This week at the movies, we’ve got a spiritual journey (The Chronicles of Narnia: The Voyage of the Dawn Treader, starring Georgie Henley and Skandar Keynes) and some European intrigue (The Tourist, starring Johnny Depp and Angelina Jolie). What do the critics have to say?
Thus far, the Chronicles of Narnia movies have generated respectful enthusiasm from audiences and critics – in contrast to the rabid culthood surrounding the Lord of the Rings or Harry Potter movies. And critics say that’s not likely to change with the franchise’s latest outing, (The Voyage of the Dawn Treader, which they say is visually striking but lacks both excitement and a sense of wonder. Once again, the Pevensie children are back in Narnia, and this time they must journey across the sea and collect seven swords in order to save Narnia from certain destruction. The pundits sayDawn Treader isn’t bad, and some of the creature designs are remarkable, but it’s short on urgency, wide-eyed marvel, and a sense of fun.
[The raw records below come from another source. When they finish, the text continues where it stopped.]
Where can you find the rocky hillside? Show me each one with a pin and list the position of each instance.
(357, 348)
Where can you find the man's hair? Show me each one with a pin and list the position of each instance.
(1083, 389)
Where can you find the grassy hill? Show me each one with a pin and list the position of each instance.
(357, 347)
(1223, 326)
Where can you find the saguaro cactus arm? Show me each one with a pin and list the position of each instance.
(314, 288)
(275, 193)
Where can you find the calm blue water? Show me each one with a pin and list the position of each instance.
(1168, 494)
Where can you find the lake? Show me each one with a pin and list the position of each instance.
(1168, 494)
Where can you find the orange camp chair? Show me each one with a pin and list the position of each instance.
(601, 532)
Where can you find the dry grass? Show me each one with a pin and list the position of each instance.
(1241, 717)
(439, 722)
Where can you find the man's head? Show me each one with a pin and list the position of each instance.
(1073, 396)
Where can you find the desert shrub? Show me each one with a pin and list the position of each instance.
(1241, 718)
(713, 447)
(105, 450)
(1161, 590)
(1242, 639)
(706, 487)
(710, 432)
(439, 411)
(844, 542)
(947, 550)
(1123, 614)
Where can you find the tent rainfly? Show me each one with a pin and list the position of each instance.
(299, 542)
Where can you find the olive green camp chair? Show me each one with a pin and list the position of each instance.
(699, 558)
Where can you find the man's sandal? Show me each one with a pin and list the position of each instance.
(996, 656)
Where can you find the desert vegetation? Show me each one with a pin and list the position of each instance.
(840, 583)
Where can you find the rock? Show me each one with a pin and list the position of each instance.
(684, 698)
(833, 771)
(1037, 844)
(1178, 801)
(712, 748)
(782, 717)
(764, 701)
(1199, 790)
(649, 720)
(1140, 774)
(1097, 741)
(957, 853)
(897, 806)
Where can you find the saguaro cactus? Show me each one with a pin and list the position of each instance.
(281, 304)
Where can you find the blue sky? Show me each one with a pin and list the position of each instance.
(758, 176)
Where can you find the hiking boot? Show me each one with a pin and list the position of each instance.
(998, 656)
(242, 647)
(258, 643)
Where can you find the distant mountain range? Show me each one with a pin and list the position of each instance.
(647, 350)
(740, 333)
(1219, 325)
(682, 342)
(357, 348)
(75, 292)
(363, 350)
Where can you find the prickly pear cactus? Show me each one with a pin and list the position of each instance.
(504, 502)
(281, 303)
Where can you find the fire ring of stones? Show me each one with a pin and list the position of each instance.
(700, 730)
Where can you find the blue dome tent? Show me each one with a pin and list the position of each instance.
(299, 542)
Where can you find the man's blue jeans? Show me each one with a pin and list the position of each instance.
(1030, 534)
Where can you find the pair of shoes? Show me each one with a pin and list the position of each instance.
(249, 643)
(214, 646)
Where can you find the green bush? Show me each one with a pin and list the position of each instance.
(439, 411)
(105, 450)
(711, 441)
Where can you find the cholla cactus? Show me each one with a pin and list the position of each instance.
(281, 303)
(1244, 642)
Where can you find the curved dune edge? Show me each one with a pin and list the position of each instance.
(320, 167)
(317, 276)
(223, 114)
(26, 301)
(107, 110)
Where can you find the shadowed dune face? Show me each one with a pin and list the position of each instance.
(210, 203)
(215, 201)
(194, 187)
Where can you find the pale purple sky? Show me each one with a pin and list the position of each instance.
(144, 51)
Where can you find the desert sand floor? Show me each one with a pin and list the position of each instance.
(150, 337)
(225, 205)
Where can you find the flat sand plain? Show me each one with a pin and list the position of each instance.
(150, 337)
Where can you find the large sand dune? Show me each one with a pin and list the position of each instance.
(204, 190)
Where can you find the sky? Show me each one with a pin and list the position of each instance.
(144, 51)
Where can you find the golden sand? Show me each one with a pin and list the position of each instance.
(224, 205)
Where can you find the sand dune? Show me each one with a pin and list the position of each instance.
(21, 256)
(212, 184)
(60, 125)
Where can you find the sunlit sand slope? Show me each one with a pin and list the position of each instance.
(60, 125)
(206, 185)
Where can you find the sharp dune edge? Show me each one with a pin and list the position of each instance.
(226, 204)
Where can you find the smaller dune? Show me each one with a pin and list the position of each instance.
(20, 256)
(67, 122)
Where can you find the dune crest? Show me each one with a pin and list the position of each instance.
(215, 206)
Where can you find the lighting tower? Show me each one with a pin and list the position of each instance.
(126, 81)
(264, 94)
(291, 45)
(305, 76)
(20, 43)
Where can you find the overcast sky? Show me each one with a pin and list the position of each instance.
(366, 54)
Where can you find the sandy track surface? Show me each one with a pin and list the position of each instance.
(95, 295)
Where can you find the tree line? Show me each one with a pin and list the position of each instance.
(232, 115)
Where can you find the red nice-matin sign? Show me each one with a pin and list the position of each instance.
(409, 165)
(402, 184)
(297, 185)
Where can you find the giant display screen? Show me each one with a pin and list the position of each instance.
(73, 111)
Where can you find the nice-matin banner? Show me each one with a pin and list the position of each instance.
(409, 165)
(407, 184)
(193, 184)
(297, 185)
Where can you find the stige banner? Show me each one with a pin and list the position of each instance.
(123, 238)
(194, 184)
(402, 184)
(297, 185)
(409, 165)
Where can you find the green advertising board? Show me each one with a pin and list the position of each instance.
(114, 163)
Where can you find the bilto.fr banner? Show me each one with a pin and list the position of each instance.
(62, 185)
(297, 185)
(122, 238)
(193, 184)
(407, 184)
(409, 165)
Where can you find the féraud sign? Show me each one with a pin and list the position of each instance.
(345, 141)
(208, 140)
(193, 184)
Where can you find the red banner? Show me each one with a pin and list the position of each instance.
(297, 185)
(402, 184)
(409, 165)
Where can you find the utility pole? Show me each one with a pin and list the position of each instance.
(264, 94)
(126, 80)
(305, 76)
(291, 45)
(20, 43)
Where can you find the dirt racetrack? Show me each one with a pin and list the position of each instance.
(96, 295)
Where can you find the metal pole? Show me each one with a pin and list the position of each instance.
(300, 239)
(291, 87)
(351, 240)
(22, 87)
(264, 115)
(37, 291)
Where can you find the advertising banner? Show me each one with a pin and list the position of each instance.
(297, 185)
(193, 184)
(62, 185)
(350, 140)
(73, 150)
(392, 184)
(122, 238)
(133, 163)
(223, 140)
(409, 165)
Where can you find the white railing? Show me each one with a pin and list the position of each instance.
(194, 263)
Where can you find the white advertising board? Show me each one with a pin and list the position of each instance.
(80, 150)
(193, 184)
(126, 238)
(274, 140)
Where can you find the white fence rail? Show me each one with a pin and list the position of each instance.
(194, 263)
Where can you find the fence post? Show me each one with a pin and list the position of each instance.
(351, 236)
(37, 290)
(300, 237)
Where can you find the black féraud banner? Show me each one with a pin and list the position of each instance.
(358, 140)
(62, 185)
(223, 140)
Everybody loves a caper picture, the kind in which beautiful people get in and out amidst picturesque locales. Right? Not necessarily in the case of The Tourist; critics say the seemingly can’t-miss proposition of Johnny Depp and Angelina Jolie trying to escape danger amidst the splendor of Europe’s most iconic cities is a serious letdown, a slow-moving bagatelle with minimal chemistry between its superstar leads. Depp stars as a lovelorn American who meets the mysterious, beautiful Jolie on a train. It turns out she’s caught up in an international game of cat-and-mouse, and Depp is caught in the crossfire. A certain level of absurdity is inherent in this sort of thing, but the pundits say The Tourist is too slackly paced to keep audiences from suspending disbelief, and the romance between Depp and Jolie is a nonstarter. (Check this week’s Total Recall, in which we run down some other noteworthy superstar duos in the same movie.)
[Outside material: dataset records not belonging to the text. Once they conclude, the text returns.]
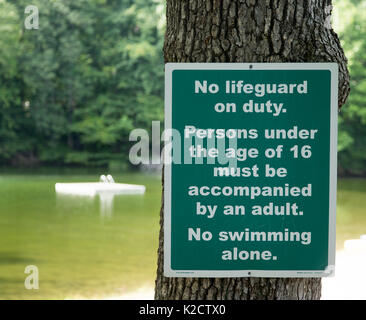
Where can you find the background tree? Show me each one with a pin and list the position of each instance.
(248, 31)
(351, 18)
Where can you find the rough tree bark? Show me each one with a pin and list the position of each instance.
(248, 31)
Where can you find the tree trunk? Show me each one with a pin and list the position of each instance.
(248, 31)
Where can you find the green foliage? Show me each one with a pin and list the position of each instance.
(351, 27)
(78, 85)
(71, 91)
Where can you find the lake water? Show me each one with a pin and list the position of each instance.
(82, 251)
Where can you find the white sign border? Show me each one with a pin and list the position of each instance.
(329, 271)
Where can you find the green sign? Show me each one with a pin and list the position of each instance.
(250, 178)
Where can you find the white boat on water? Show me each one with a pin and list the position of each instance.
(105, 186)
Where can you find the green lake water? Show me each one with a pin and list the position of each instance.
(82, 252)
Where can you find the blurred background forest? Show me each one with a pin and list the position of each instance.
(71, 91)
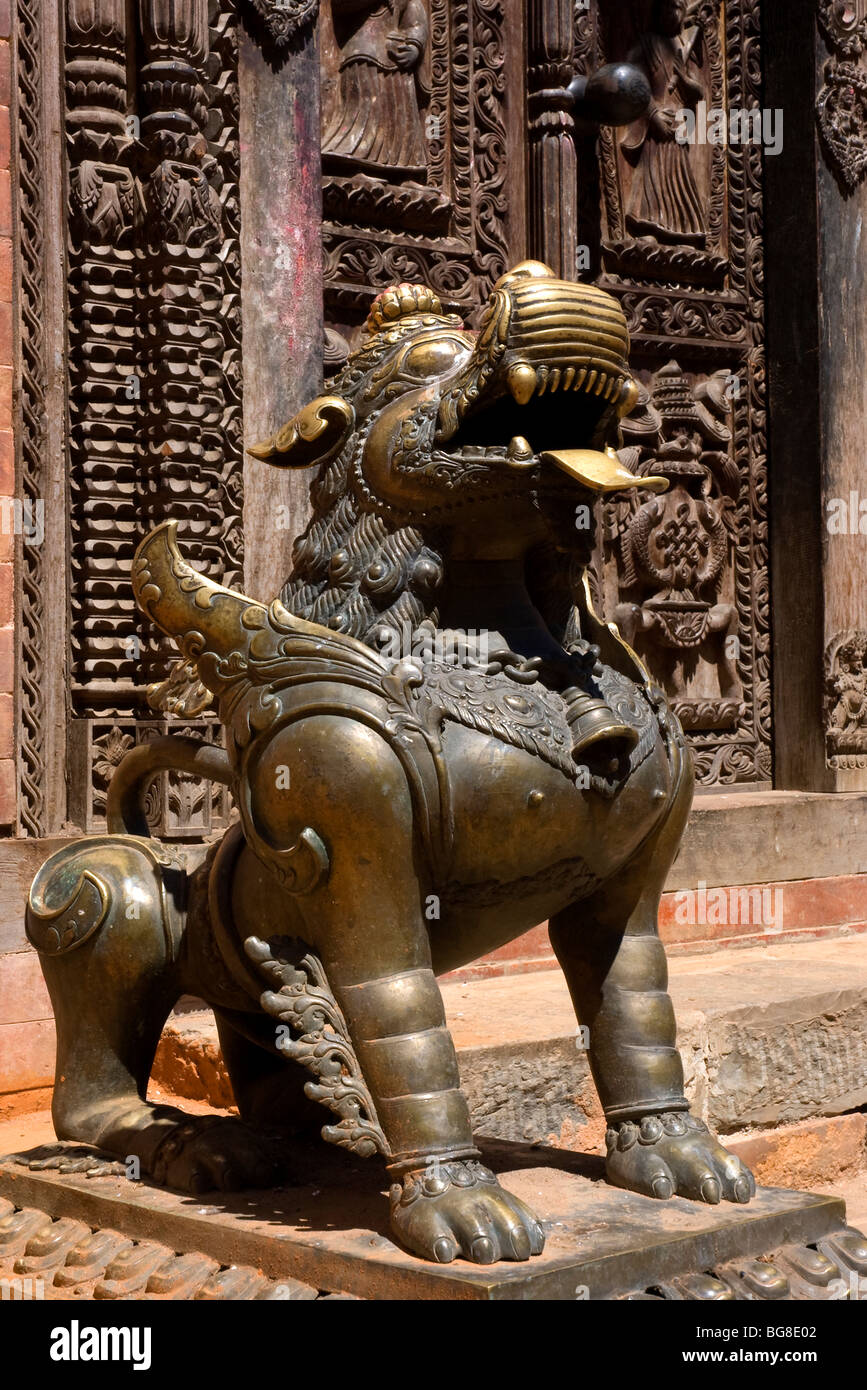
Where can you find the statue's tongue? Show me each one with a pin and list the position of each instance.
(600, 471)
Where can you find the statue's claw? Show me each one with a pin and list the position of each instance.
(459, 1208)
(216, 1154)
(675, 1153)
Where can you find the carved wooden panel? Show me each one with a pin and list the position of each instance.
(416, 146)
(841, 109)
(674, 228)
(153, 349)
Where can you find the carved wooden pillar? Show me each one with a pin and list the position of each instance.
(817, 273)
(103, 349)
(189, 452)
(42, 463)
(282, 267)
(553, 189)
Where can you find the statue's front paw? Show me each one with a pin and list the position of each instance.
(675, 1153)
(214, 1153)
(459, 1208)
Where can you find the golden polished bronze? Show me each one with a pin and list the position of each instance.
(432, 744)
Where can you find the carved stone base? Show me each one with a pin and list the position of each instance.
(328, 1236)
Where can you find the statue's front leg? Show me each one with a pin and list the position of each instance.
(618, 979)
(368, 929)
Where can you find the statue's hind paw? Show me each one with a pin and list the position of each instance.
(216, 1153)
(459, 1208)
(675, 1154)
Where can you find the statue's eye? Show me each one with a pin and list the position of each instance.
(434, 357)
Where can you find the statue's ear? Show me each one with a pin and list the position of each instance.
(314, 435)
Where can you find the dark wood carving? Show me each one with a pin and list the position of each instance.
(669, 573)
(154, 338)
(846, 699)
(688, 271)
(553, 185)
(31, 173)
(414, 150)
(666, 199)
(841, 107)
(285, 20)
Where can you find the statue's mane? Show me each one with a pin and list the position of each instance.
(357, 571)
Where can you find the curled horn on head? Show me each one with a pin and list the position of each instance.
(211, 626)
(314, 435)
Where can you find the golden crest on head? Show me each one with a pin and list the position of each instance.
(400, 302)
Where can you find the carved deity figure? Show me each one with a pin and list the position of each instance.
(664, 200)
(373, 118)
(848, 716)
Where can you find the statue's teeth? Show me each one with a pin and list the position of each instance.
(518, 448)
(521, 381)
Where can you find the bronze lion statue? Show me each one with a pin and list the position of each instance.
(434, 744)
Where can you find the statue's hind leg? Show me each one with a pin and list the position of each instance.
(107, 918)
(618, 979)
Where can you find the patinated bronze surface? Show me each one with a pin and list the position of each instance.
(432, 744)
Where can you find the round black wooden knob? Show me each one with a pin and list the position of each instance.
(614, 95)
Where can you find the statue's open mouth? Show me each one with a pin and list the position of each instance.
(548, 419)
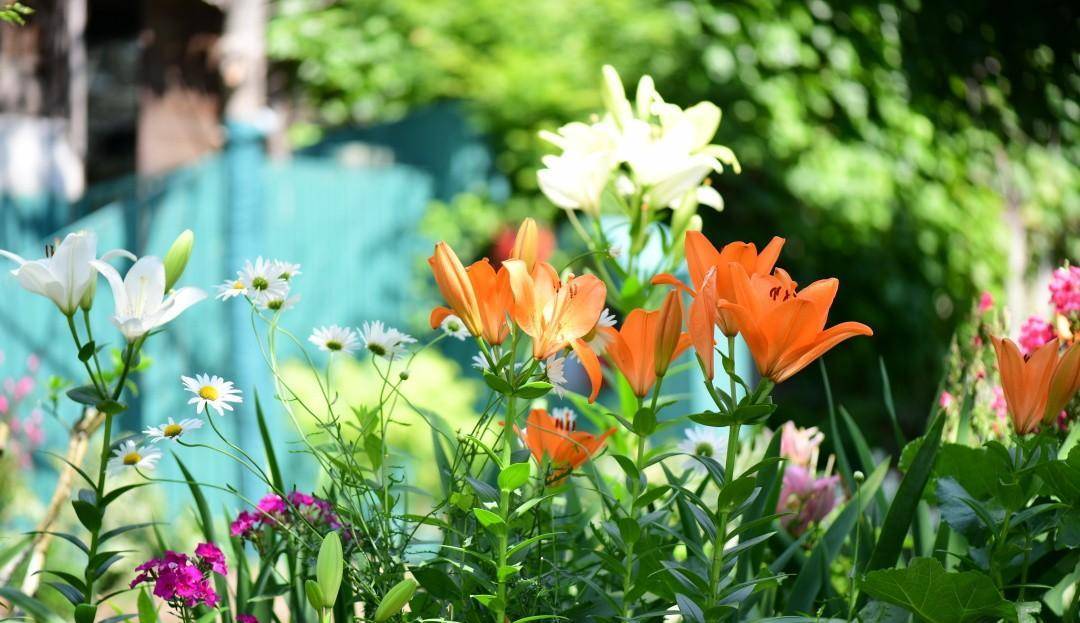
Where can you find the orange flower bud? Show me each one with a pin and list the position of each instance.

Also opening this week in limited release:
Rabbit a la Berlin, a doc about the thousands of wild hares that lived in the Berlin Wall dunring the Cold War, is at 100 percent.
And Everything Is Going Fine, a documentary portrait of the late, great monologist Spaulding Gray, is at 86 percent.
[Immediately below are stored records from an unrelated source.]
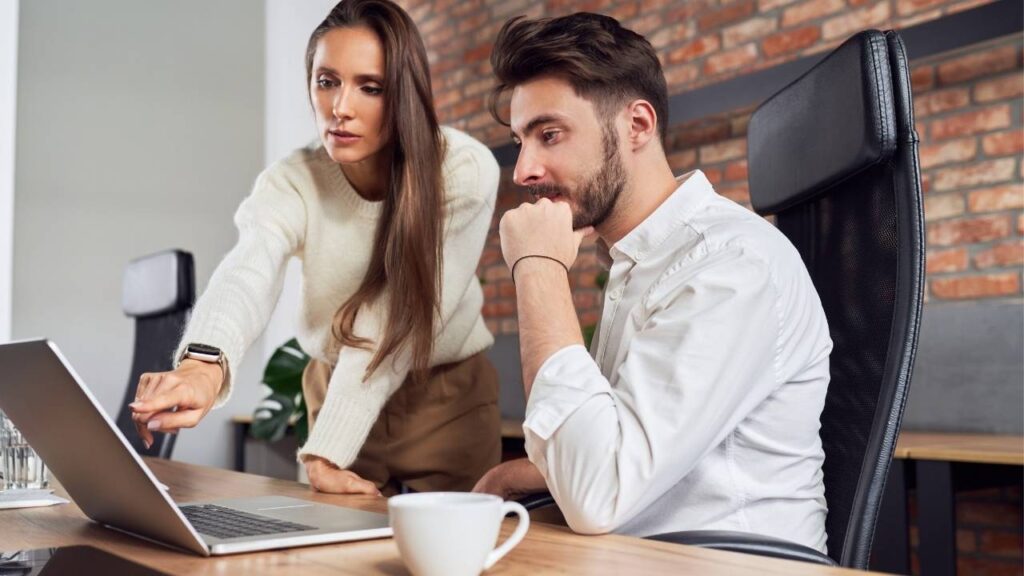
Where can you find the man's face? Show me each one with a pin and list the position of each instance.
(566, 153)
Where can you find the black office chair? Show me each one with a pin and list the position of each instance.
(159, 292)
(834, 156)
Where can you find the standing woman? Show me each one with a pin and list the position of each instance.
(388, 213)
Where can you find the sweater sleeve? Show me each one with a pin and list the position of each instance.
(245, 287)
(351, 406)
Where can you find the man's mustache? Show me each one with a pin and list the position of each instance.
(540, 191)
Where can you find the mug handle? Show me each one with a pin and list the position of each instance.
(516, 536)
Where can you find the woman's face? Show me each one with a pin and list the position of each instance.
(346, 90)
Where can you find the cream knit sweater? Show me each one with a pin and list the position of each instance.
(303, 206)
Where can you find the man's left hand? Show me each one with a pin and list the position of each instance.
(545, 229)
(512, 479)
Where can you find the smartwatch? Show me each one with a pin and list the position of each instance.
(208, 354)
(203, 353)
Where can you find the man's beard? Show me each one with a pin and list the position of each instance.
(596, 197)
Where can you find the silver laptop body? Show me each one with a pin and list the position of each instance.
(62, 421)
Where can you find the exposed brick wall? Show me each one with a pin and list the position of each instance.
(699, 42)
(989, 541)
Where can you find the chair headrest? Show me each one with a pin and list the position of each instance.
(827, 125)
(160, 283)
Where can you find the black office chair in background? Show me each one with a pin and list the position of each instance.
(159, 292)
(834, 157)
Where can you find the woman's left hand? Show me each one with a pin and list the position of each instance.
(325, 477)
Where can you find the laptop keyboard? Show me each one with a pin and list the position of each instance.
(228, 523)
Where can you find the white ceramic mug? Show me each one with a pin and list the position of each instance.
(452, 533)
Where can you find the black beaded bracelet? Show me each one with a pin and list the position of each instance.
(521, 258)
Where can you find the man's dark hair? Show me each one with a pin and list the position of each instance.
(603, 62)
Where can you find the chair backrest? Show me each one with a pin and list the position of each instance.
(834, 156)
(159, 291)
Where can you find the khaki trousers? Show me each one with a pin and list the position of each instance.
(441, 435)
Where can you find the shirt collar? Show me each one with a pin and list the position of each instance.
(692, 192)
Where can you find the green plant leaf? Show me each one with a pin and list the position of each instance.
(271, 416)
(284, 371)
(588, 334)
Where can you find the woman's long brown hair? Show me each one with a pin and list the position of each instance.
(407, 256)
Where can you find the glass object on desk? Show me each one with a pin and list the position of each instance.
(20, 467)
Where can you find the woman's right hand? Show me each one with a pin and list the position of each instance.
(166, 402)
The Fighter, starring Mark Wahlberg and Christian Bale in a drama about a boxer with some serious family problems, is Certified Fresh at 83 percent (check out co-star Amy Adams’s Five Favorite Films here).
Saint Misbehavin’: The Wavy Gravy Movie, a doc about the countercultural prankster and activist, is at 70 percent.
The Company Men, starring Ben Affleck and Tommy Lee Jones in the tale of a couple of guys facing corporate downsizing, is at 63 percent.
The Tempest, starring Helen Mirren and Jeremy Irons in an unorthodox adaptation of the Shakespeare play, is at 27 percent.
Hemingway’s Garden of Eden, starring Ryan Gosling and Mena Suvari in a thriller based on one of New York’s most famous missing persons cases, is at 13 percent.
Finally, props to Harrison M. for coming the closest to guessing The Warrior’s Way‘s 38 percent Tomatometer.